I see that the mikroElektronika boards have an on-board USB programmer, does PBP work with that programmer or would I still need a Pickit 2?
PBP generates standard Intel .HEX files that work with pretty much any decent PIC programmer out there.

As for the pickit 2 I see two available, a starter kit and Debug Express debugger which of those should I be looking at?
The Debug Express version comes with a 44-pin surface mount 16F887 on a demo board that allows in-circuit debug. The starter kit comes with a DIP socket allowing 8/14/20-pin mid-range PICs to be used on the demo board.

If you're just getting started, the starter kit is probably your best option. Note: You will still want to grab a good PIC programmer like an MeLabs U2 for programming in-circuit, and the 840Z ZIF adapter which lets you program PICs from 8 to 40-pin packages.

I've had to re-flash my PICkit2 twice since I started using it. It uses a USB boot-loader, and is relatively easy to corrupt, so you'll want a device programmer to re-flash the PICkit2. Just in case. Once you corrupt the boot-loader on a PICkit2, it's worthless until you can re-program it.

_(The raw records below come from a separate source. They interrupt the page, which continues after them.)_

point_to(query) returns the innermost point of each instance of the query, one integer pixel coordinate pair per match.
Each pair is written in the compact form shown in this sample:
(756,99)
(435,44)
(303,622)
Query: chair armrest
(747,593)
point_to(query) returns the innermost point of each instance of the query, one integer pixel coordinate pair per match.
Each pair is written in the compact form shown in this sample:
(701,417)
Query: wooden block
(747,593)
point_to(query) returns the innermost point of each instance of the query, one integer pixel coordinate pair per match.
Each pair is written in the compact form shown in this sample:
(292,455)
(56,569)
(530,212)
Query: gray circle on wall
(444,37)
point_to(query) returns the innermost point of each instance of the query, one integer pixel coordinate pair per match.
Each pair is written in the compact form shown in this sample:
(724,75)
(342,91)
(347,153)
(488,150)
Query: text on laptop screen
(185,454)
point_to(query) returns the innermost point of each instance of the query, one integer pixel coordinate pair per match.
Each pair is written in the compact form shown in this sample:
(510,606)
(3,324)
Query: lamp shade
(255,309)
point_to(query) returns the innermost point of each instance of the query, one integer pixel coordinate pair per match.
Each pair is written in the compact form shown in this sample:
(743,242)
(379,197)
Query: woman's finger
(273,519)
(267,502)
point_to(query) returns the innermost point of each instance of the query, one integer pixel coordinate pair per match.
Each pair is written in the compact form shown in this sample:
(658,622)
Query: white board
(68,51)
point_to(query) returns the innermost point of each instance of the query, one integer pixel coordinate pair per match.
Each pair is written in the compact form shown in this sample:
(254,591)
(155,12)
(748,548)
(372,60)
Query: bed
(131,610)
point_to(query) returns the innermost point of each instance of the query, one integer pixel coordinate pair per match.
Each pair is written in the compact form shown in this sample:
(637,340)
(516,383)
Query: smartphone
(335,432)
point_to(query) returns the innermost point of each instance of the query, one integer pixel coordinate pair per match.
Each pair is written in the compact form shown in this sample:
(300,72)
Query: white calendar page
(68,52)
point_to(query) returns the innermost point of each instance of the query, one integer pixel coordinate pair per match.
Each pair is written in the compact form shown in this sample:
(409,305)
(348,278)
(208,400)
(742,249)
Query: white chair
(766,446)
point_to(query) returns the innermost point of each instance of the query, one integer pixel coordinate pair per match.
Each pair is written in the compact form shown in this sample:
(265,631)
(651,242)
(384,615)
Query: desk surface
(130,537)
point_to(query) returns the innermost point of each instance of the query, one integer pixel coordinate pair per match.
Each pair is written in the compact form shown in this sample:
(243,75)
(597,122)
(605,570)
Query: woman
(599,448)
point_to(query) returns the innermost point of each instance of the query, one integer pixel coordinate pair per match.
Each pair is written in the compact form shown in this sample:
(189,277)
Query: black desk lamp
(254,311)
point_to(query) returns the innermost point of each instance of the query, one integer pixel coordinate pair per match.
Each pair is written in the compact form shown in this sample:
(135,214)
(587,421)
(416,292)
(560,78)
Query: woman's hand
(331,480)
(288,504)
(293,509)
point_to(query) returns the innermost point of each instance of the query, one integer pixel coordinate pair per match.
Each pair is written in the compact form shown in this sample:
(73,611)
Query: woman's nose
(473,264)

Concerning the Leap form Basic Stamp to PIC I don't see much difference so I figure I'm missing something. If I use PBP and a PIC what's so different from the Stamp? The biggest differences I see are: no on-board voltage regulator, no direct RS232 com.
The BIG differences are speed of code execution, tons of built-in hardware peripherals like A/D, hardware PWM, comparators, hardware USART, timers, counters, etc. PICs have these built-in, a Stamp doesn't.

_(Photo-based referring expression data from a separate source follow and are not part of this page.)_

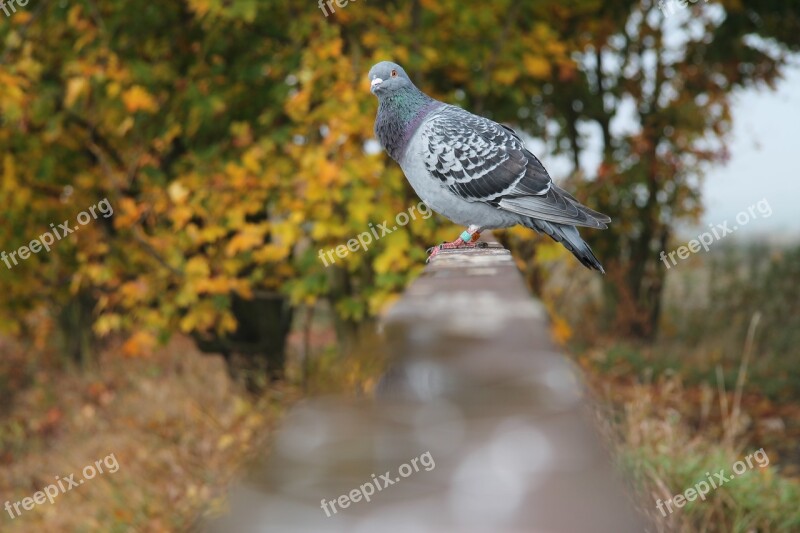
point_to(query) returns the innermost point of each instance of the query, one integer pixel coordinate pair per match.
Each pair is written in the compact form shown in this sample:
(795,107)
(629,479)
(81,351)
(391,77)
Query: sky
(764,164)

The Stamp compiler creates tokens, then downloads your tokenized code to an external EEPROM. This really slows things down. PBP creates a .HEX file, which is programmed directly into the PIC. This speeds things up. A PIC running at only 4MHz can execute 4 million single-cycle instructions per second. There's a BIG difference.

PicBasic Pro syntax is similar to the BS2. PBC is similar to the older BS1 syntax. I recommend you get PBP from the start.

Doesn't a programmer and debugger do what the RS232 did on the stamp?
Most PIC programmers do nothing but program your code into the PIC. The PICkit2 offers a few extra bells & whistles for serial communications, in-circuit debug, etc, but you'll still want to have a good device programmer handy that can do in-circuit programming and has a ZIF (zero insertion force) socket.

The MeLabs U2 USB programmer is excellent. They normally have support for new PICs ready & tested before you can even get engineering samples from Microchip.